Labour announces that it is still committed to neoliberalism. Fancy that.

While National's  Steven Joyce  has been bouncing around in the Theatre of the  Absurd, babbling about  New Zealand turning into one gigantic North Korean shipyard under Labour, the chatter from the deluded ranks of Labour supporters has been equally  ridiculous

Labour and the Green's proposal  to regulate electricity power pricing  was met with daft talk about Labour changing the political conversation and Labour rolling back the decades of neoliberalism.  They had travelled to the mountain top and found... David Shearer.

Excitable commentators like  Chris Trotter suddenly  discovered new hidden depths in Dave. Trotter declared a new found love for the man he had previously endlessly  berated for not being David Cunliffe.

But some of us thought that one mild policy (that doesn't  go far enough) was hardly the beginnings of a counter revolution and we were right.

Just a few days after  the big policy announcement  Labour's  deputy leader Grant Robertson issued a  press statement reassuring the political establishment that it was still committed to neoliberalism and there would definitely  be no rocking of the capitalist boat:

"Labour makes no apology for stepping in to fix problems in the electricity sector.
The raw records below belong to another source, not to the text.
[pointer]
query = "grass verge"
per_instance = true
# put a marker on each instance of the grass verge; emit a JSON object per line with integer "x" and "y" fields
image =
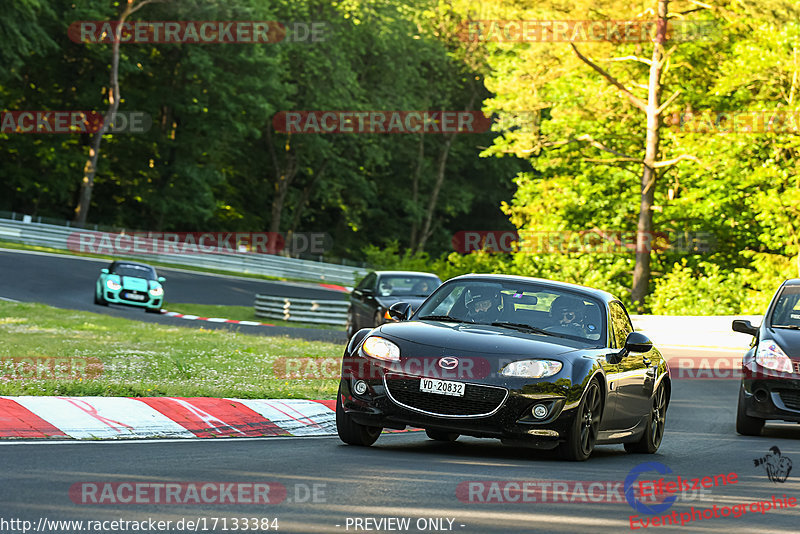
{"x": 238, "y": 313}
{"x": 139, "y": 359}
But this is not a signal that Labour is going to intervene elsewhere in the economy. As we said on the day we launched NZ Power, we have no plans to intervene in any other markets."

Here we have yet more evidence  of Labour's inability,  or even desire to do much at all that might seem radical in a leftist direction.  On the contrary the party remains locked well on the economic   right, espousing the same neoliberal polices and ideas we're all so painfully familiar with.

This is all that is left of Labour - a party beholden and committed to the power brokers of capitalism and to the forces of neoliberalism 

Which leaves people like Chris Trotter  looking even more absurd and tragic. All Trotter could do was attack Robertson  for 'unforgivably surrendering all the gains his party had made.'   He huffed and puffed:

'High power prices aren’t the only thing hurting New Zealand families, Grant. By ruling out intervention “elsewhere in the economy”, you have betrayed not only your party and its supporters, but the electoral victory which, thanks to the political energy unleashed by Energising New Zealand, had been yours for the taking.'

It can't be too long before Trotter will  be attacking David Shearer again and it will achieve nothing other than help to foster the illusion that there is still something to fight for in Labour.  But it is just an increasingly pantomine of a squabble over a politically bankrupt party.